Encryption algorithms can operate on blocks of data at a time, or bits and bytes of data, based on the type of cipher. Let’s compare the two methods.
A block cipher is a symmetric key (same key to encrypt and decrypt) cipher that operates on a group of bits called a block. A block cipher encryption algorithm may take a 64-bit block of plain text and generate a 64-bit block of cipher text. With this type of encryption, the same key to encrypt is also used to decrypt. Examples of symmetrical block cipher algorithms include the following:
Advanced Encryption Standard (AES)
Triple Digital Encryption Standard (3DES)
Blowfish
Digital Encryption Standard (DES)
International Data Encryption Algorithm (IDEA)
Block ciphers may add padding in cases where there is not enough data to encrypt to make a full block size. This might result is a very small amount of wasted overhead, because the small padding would be processed by the cipher along with the real data.

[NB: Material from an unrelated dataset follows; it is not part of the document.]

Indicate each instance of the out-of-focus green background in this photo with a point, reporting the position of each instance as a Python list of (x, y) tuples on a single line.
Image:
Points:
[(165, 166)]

A stream cipher is a symmetric key cipher (same key to encrypt as decrypt), where each bit of plaintext data to be encrypted is done 1 bit at a time against the bits of the key stream, also called a cipher digit stream. The resulting output is a ciphertext stream. Because a cipher stream does not have to fit in a given block size, there may be slightly less overhead than a block cipher that is requiring padding to complete a block size.